5. If YouTube’s servers get hacked, it’s better than your own company’s servers getting hacked. Your company’s security isn’t compromised, and your data is still safe since you still have the original videos on your company’s machines, hopefully backed up to other devices and your corporate cloud account. Even if all your videos on YouTube get wiped out because of a YouTube server malfunction (and from my knowledge this has never happened), you can simply re-upload your videos back onto YouTube when their machines are back online.

6. YouTube has an app for pretty much every platform out there. If you try to serve videos from your own server, you’d have to spend that extra time to test your videos on different browsers, different computers with different configurations, cellphones, tablets, smart TVs, etc.

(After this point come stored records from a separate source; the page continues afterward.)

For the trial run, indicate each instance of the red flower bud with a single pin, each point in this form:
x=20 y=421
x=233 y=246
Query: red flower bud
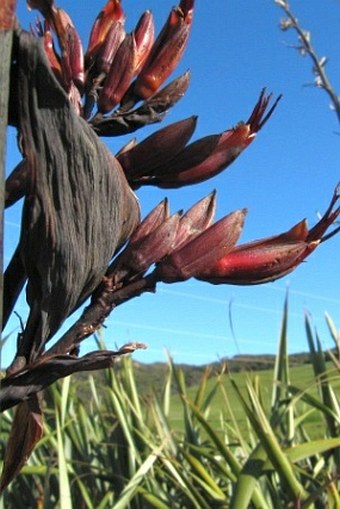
x=120 y=75
x=109 y=47
x=111 y=13
x=204 y=158
x=144 y=36
x=149 y=155
x=140 y=256
x=203 y=250
x=166 y=51
x=268 y=259
x=196 y=220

7. YouTube is OPEN-ENDED, meaning that the experience doesn’t have to end after viewing the current video. Because of YouTube’s Autoplay feature, where a related video will automatically play after the current one has finished, as well as its Playlist feature that can “play all” within that playlist, if your company has, let’s say, a collection of 50+ videos, you can configure YouTube to allow the viewer to play ALL your videos back-to-back until they’ve seen everything you have to offer. In terms of “stickiness”, the ability to make your audience spend all day with you, watching your videos…well, think about how valuable that is to your marketing strategy and bottom line.

This is just the tip of the YouTube iceberg. In the near future, I’ll talk about monetization methods, using YouTube in tandem with other social media, using YouTube for fundraising events, and using the right video and audio equipment to make YouTube videos, among other things.